Dès sa mise en place, ce "verrou" déclenchait la fureur des trusts américains, brandissant les dogmes libéraux du GATT, puis de l’Organisation mondiale du commerce (OMC) qui lui a succédé, pour crier à la tricherie et à l’abus de pouvoir. Quitte, pour sauver la face, à faire donner les gouvernements des pays où Chiquita, Dole et Del Monte imposent leur loi : le sommet de Seattle fut ainsi précédé d’une plainte contre l’UE déposée par l’Équateur, se présentant comme porte-drapeau des "petits", victimes de l’égoïsme européen ! Washington faisait aussitôt chorus, après avoir déjà imposé en 1999 des représailles tarifaires contre certains pays européens.
En avril 2001, un accord conclu entre le secrétaire américain au Commerce, Robert Zoellick, et le commissaire européen au Commerce international, Pascal Lamy, signait la condamnation de l’OCMB. En trois temps. De nouveaux quotas étaient mis en place en 2002, avec un recul des quotas ACP, un gel des quotas communautaires et une augmentation de ceux de la banane dollar.
En 2004, avec l’élargissement de l’UE, le nouvel accord bénéficiera exclusivement à la banane dollar. Son bas prix de revient la rend plus compétitive.

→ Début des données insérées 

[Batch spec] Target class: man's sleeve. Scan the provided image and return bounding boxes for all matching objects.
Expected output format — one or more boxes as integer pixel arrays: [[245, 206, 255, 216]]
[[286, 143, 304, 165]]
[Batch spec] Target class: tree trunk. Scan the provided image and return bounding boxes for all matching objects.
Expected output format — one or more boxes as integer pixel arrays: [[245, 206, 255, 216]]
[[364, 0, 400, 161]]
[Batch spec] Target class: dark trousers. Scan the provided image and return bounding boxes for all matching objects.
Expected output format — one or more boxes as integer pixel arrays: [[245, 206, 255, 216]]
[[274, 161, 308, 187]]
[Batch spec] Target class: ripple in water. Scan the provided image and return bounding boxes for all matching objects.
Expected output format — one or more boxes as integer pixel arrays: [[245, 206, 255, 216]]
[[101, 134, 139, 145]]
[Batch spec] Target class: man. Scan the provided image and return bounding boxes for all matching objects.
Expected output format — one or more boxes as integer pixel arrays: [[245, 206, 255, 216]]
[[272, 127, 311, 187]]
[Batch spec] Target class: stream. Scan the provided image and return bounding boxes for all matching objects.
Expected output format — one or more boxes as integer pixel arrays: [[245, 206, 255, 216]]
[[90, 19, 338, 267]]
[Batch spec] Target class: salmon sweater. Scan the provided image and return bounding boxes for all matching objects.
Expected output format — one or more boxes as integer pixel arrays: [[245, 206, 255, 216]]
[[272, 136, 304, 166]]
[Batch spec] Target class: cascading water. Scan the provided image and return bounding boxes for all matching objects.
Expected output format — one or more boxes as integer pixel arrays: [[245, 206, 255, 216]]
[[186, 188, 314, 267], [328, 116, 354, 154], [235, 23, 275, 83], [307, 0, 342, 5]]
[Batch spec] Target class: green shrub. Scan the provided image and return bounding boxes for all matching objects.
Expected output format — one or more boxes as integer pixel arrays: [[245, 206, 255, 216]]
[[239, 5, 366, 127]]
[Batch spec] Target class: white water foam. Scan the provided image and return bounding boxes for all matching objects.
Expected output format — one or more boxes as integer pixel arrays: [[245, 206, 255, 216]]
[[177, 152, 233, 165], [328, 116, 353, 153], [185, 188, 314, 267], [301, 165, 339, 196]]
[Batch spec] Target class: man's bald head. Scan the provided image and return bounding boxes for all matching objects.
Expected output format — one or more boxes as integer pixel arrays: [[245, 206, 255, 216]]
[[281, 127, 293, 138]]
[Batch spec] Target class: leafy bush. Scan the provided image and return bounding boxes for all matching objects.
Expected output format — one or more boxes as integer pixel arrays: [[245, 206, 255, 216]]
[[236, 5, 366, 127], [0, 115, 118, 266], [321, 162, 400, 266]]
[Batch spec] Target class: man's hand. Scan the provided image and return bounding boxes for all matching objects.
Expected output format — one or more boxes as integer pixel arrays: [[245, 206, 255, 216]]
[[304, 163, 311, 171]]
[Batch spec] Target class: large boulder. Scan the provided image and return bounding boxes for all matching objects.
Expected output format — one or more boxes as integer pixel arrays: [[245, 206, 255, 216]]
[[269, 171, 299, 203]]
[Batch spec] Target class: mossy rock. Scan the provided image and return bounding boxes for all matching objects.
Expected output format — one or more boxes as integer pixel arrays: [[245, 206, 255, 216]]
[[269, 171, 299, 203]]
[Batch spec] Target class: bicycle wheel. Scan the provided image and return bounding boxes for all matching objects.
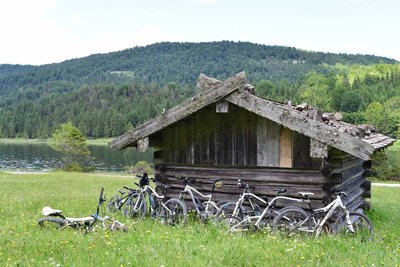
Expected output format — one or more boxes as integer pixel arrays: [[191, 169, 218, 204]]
[[38, 217, 66, 229], [160, 198, 187, 225], [219, 215, 242, 232], [123, 194, 147, 219], [332, 211, 374, 241], [215, 202, 244, 221], [107, 195, 120, 213], [272, 208, 311, 235]]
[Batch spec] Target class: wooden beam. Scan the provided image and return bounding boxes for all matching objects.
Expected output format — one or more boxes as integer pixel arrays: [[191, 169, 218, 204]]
[[164, 165, 341, 185], [226, 91, 374, 160], [279, 127, 293, 168], [109, 72, 247, 150]]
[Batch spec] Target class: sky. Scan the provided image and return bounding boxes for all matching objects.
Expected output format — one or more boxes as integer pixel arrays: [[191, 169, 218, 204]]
[[0, 0, 400, 65]]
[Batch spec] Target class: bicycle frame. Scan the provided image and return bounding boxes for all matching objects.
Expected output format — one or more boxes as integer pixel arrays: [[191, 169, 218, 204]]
[[179, 185, 218, 213], [133, 185, 177, 218], [297, 194, 354, 237], [232, 192, 268, 216], [231, 196, 304, 230]]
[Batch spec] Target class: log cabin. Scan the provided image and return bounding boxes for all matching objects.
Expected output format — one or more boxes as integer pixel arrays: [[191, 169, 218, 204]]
[[109, 72, 395, 214]]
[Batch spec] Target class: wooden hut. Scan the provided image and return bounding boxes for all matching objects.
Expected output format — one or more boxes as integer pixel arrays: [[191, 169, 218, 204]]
[[110, 72, 395, 214]]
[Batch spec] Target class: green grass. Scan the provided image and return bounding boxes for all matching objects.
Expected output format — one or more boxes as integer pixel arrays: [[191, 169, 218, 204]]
[[0, 172, 400, 266]]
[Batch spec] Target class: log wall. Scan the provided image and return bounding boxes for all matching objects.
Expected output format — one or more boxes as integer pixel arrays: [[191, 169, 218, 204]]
[[321, 148, 371, 210], [155, 165, 340, 208]]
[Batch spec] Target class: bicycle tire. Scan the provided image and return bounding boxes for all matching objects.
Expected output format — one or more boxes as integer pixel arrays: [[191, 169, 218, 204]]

Mais cette compétitivité repose sur une surexploitation des ouvriers sous-payés des bananeraies, lesquels subissent aussi la toxicité des épandages d’insecticide et de pesticide par hélicoptère. Des réalités qui n’ont, semble-t-il, posé aucun problème moral au commissaire Lamy.
Alors, désormais, tout nouveau débouché européen (nouveaux pays intégrés ou incapacité des producteurs communautaires à assurer la demande suite à une catastrophe climatique) devra être servi par des bananes dollars.

Capitulation européenne

En janvier 2006, les importations de bananes sur le marché européen s’effectueront dans le cadre d’un système de marché unique, sans contingentement des apports, et avec une tarification unique (droits de douane) pour toutes les productions non communautaires.
On le voit, le "compromis" coprésenté par Robert Zoellick et Pascal Lamy est plus que déséquilibré et penche résolument d’un côté, celui de Washington. Au point que nombre de responsables des groupements de producteurs guadeloupéens et martiniquais accusent le commissaire européen d’avoir rendu armes et bagages pour capituler.
Quant aux pays ACP, c’est d’une liquidation pure et simple de ce secteur de production qu’ils se voient menacés à moyenne échéance.